Show that if $n$ is a power of $2$, say $n = 2^k$, then we have the equality $\sum_{i=0}^{k} \lg \frac{n}{2^i} = \Theta(\lg^2 n)$.
The first step is to prove $O(\lg^2n)$: $$ \lg \frac{2^k}{2^0} + \lg \frac{2^k}{2^1} + \dots + \lg \frac{2^k}{2^k} \leq \lg^2 n. $$
My trouble is trying to figure out what sequence of the statement can relate to $\lg^2 n$. Also, I am not sure whether $\lg^2 n$ represents $\lg(\lg(n))$ or $(\lg n)^2$.
Here, $\lg^2 n$ stands for $(\log_2 n)^2$.
Your question is then to study the asymptotic behavior of $\sum_{k=0}^{\log_2 n} \log_2 \frac{n}{2^k}$.${}^{(\dagger)}$
Below are two different methods, one using knowledge of $\sum_{\ell=1}^m \ell = \frac{m(m+1)}{2}$ and yielding a sharp estimate; the second requiring no prior knowledge, but only giving a looser, $\Theta(\cdot)$-type asymptotic estimate.
Then,
$$ \sum_{i=0}^{\log_2 n} \log_2 \frac{n}{2^i} = \sum_{j=0}^{\log_2 n} \log_2 2^j = \sum_{j=0}^{\log_2 n} j = \frac{\log_2 n(\log_2 n + 1)}{2} \operatorname*{\sim}_{n\to\infty} \frac{\log_2^2 n}{2} = \Theta(\log^2 n). $$
using the change of indices $j = \log_2 n - i$, so that $\frac{n}{2^i} = 2^{\log_2 n - i} = 2^j$.
$(\dagger)$ Note that since we want $\Theta(\cdot)$ asymptotics, the base of the logarithm does not actually matter, but here we obtained a sharper estimate, with the tight constant.

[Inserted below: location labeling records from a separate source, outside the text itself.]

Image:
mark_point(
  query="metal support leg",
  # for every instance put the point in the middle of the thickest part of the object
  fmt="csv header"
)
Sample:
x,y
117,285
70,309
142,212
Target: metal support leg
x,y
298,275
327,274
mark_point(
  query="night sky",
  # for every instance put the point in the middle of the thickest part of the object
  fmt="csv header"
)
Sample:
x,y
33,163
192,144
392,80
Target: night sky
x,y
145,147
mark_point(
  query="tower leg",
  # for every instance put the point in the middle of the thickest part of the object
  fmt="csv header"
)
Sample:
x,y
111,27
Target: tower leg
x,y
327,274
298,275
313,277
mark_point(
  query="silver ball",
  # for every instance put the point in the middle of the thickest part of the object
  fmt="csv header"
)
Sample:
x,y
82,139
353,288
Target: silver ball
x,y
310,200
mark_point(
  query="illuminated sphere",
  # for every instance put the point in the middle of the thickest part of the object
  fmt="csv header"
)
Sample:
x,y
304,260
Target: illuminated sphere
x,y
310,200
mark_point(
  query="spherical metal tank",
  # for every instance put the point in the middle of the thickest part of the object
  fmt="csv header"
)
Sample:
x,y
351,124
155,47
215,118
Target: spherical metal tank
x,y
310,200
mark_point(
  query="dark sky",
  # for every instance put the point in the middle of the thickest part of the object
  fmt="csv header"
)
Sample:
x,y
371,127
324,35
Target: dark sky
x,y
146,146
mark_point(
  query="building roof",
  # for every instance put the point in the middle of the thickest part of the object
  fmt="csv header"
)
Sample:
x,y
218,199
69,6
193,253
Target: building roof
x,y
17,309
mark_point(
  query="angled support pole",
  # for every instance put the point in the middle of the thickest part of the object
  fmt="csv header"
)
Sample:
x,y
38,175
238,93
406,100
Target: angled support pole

Another method, not giving the tight constant but sufficient for your purposes: since all summands are non-negative and decreasing, $$\begin{align} \sum_{i=0}^{\log_2 n} \log_2 \frac{n}{2^i} &\geq \sum_{i=1}^{\frac{1}{2}(\log_2 n)} \log_2 \frac{n}{2^i} \geq \frac{1}{2}(\log_2 n) \cdot \log_2 \frac{n}{2^{\frac{1}{2}(\log_2 n)}} = \frac{1}{2}(\log_2 n) \cdot \log_2 \frac{n}{\sqrt{n}} \\ &=\frac{1}{2}(\log_2 n) \cdot \log_2 \sqrt{n} =\frac{1}{4}(\log_2 n) \cdot \log_2 n \\ &= \frac{1}{4} \log^2_2 n. \end{align}$$ On the other hand, we also have $$\begin{align} \sum_{i=0}^{\log_2 n} \log_2 \frac{n}{2^i} = \sum_{i=0}^{\log_2 n - 1} \log_2 \frac{n}{2^i} &\leq \log_2 n \cdot \log_2 n = \log^2_2 n \end{align}$$ since we have $\log_2 n$ non-zero terms in the sum, all less than or equal to $\log_2 \frac{n}{2^0} = \log_2 n$.